Algumas leis favoráveis às pessoas com deficiência foram aprovadas, mas
poucas foram postas em prática. Recentemente, mais um decreto, o de número
3956/2001, de 8/10/2001, entrou em vigor. Ele promulga a Convenção Interamericana para
a Eliminação de Todas as Formas de Discriminação contra Deficientes, que é de
8 de junho de 1999.
A convenção foi assinada por quase todos os países latino-americanos
(Argentina, Bolívia, Brasil, Chile, Colômbia, Costa Rica, República Dominicana, El
Salvador, Equador, Guatemala, Haiti, Jamaica, México, Nicarágua, Panamá, Paraguai,
Peru, Uruguai e Venezuela), que se comprometeram a 'tomar as medidas de caráter
legislativo, social, educacional, trabalhista, ou de qualquer outra
natureza, que sejam necessárias para eliminar a discriminação contra as pessoas
portadoras de deficiência e proporcionar a sua plena integração à sociedade'.

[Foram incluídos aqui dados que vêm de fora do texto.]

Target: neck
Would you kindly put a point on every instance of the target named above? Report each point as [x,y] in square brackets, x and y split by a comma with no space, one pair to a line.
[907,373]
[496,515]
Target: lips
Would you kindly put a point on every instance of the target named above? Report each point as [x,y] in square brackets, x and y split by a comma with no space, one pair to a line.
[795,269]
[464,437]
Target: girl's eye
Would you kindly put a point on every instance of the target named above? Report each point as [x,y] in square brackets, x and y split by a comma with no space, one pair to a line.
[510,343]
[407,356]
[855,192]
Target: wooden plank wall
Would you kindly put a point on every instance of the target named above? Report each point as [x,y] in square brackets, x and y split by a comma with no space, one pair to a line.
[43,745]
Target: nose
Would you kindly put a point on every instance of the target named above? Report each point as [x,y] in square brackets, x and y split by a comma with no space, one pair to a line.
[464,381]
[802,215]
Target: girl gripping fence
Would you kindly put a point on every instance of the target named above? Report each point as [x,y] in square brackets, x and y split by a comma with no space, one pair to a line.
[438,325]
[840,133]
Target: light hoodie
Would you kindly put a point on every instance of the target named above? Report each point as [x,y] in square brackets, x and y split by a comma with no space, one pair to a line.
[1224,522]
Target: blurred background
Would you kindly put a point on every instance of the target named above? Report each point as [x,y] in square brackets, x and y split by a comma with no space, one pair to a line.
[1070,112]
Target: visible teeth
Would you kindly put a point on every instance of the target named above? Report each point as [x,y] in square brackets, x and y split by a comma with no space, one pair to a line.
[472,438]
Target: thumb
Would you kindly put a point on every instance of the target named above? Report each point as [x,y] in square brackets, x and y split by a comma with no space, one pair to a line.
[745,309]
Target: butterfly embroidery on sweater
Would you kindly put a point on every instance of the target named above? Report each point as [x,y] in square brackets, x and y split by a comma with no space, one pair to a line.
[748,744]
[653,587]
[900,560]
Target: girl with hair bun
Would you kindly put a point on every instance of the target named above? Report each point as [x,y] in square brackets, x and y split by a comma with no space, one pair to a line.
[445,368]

Porém esse decreto não parece empolgar os envolvidos na luta pela melhoria
das condições de vida dos deficientes. Segundo a superintendente do Instituto
Brasileiro de Defesa dos Direitos de Pessoa Portadora de Deficiência (IBDD),
Teresa Costa D´Amaral, 'a Convenção vai ser mais uma lei que não sai do
papel'.
Teresa diz ainda que o Brasil possui uma legislação bastante avançada, mas
que pouco se faz em benefício dos portadores, pois há uma cultura de 'leis que
pegam e que não pegam, além de haver muito preconceito'. Por isso, acha que as
melhorias virão do terceiro setor e dos cidadãos, que já estão começando a
ver os deficientes de outra maneira. O esporte é uma área que contribui para a
melhoria. A medalha de ouro ganha pela nadadora Fabiana Sugimori nas
Paraolimpíadas de 2000 foi um exemplo de como, mesmo sendo portadora de
deficiência, uma pessoa pode viver normalmente e exercer bem suas
atividades.
Marta Gil, da Rede Saci, concorda: 'A situação do deficiente está
melhorando, mas ainda há um longo percurso pela frente. Saber se a convenção vai ser
cumprida é difícil, até porque ela é recente e há leis que são exercidas e
outras que não. É um problema nacional de educação, agravado com os
deficientes'.
Algumas ONGs têm uma contribuição positiva. A própria convenção reconhece a
sua importância ao recomendar que haja 'a participação de representantes de
organizações de pessoas portadoras de deficiência [e] de organizações
não-governamentais que trabalham nessa área'. O IBDD, por exemplo, realiza
um trabalho de alocação de portadores de deficiência no mercado de trabalho,
faz consultorias para grandes empresas e impetrou 23 ações judiciais para fazer
valer os direitos dos cidadãos. O Centro de Vida Independente (CVI) ganhou
na Justiça, em 1995, uma causa que obrigava o Metrô do Rio de Janeiro a adaptar
todas as estações aos deficientes, para melhorar o acesso. Entretanto pouco
foi feito até agora, pois a administradora do metrô afirma que as obras são
dever do governo do estado, responsável pela companhia na época do processo. E o
dinheiro até hoje não foi liberado.
Tudo isso ajuda no conhecimento, por parte da população, das leis que
beneficiam os portadores. Marta afirma que em dez anos a visibilidade do deficiente
aumentou bastante, apesar de ainda estar longe do ideal, pois 'o panorama da
desinformação com relação aos direitos é o mesmo para todos, mas no caso do
deficiente é aumentado. Porém, se as pessoas virem mais deficientes nas
ruas, cobrarão também mais leis'.
A Lei de Cotas, de 1991, é a única que vem sendo cumprida, segundo as
representantes, pois existe fiscalização do Ministério do Trabalho. A
situação do deficiente - é consenso entre os envolvidos na causa - só pode melhorar
com a informação da população e dos portadores de deficiência. Todos precisam
perceber que os deficientes podem trabalhar e levar uma vida absolutamente normal -
desde que a sociedade se disponha a aceitá-los.